August Wilson makes music out of Pittsburgh voices in his stage valedictory.

Let's be honest: A lot of people will go see August Wilson's Radio Golf (through Saturday, Feb. 18; Seattle Repertory Theatre, 206-443-2222, www.seattlerep.org) out of a sense of duty, because they know it's an Important Play. After his death last October, Wilson was roundly (and rightly) eulogized as an epic poet and visionary. And his lifelong project—chronicling the 20th-century African-American experience, decade by decade, in a series of 10 plays—is, by any measure, heroic.

But Rep regulars have not forgotten King Hedley II. That was the Wilson script we saw in its infancy in 2000 . . . a grim, untidy affair whose bolts of brilliance were not enough to energize its three-plus-hour running time. No one likes to say this, because Wilson at his best was a sort of prophet, the conscience of his generation. Wilson at his worst was windy and predictable, and really, no one could be expected to write 10 Fences.

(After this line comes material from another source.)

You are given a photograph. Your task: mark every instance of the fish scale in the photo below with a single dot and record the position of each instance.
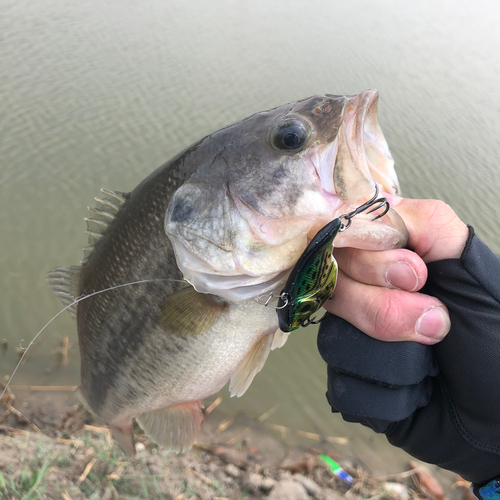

No wonder some of us set our jaws before entering the theater last week, prepared to be uplifted and edified, but not necessarily entertained. We knew Radio Golf was Wilson's final play; he was still revising when he died. So we were in danger of seeing a rambling rough draft that would, in fact, never be finished.

How nice to report, then, that Radio Golf is a quiet pleasure—full of sly humor and sharp observations on race and class. At two and a half hours, the production is leisurely, but not boring, and the five central performances are rich and well balanced. Director Kenny Leon and dramaturg Todd Kreidler, both of whom knew Wilson well, deserve credit for finding the shape and substance of the script without Wilson in the theater to guide them.

Yes, the play is talky. (But what talk! Wilson made music out of the voices of Pittsburgh's Hill District.) Characters amble onto the set—a neighborhood redevelopment office in the district in the late 1990s—and hold long, looping conversations with whomever they find there, digressing into anecdotes about everything from chickens to bread pudding.

And yes, it's predictable. Like The Piano Lesson and other Wilson dramas, it centers on a disputed piece of property—in this case, a house, which represents history (and, to get really pedantic, the legacy of slavery and race relations in America). Some characters want to enshrine that history, others want to cast it off. Most everyone wants to move forward, some by working within the system, others by circumventing it, and still others (and there's a good joke about this revolutionary phrase in Radio Golf) "by any means necessary."

Almost all of Wilson's plays follow a tragic arc; great plans hatched in Act 1 become the central characters' undoing in Act 2. In Radio Golf, Harmond Wilks (Rocky Carroll) schemes to revitalize the Hill District and claim the mayorship of Pittsburgh to boot. Throughout the first act, Harmond and his cohorts claim "Everything is lining up so good for us" and "I feel so good about all this"; he and his best friend/business partner Roosevelt Hicks (James A. Williams) even sing a refrain of "Blue Skies" to each other. You think that luck, as the song goes, is going to come a-knockin' at their door? If you do, you haven't seen enough August Wilson plays.

And yet, even though the ending speed-dialed us from the first scene, I enjoyed spending time with these people: the honest, optimistic Harmond, the wise fool Elder Joseph Barlow (Anthony Chisholm), the low-down truth teller John Earl Jelks (Sterling Johnson). They made me think— and better, made me laugh, along with everyone around me. And to get an audience that is half black, half white (too rare at the Rep and at most Seattle theaters) laughing at the same things is no small accomplishment.

So, go because it's Important. Or because it's pleasurable. Or both. As Harmond finds out in Radio Golf, sometimes it's surprisingly liberating to do the right thing.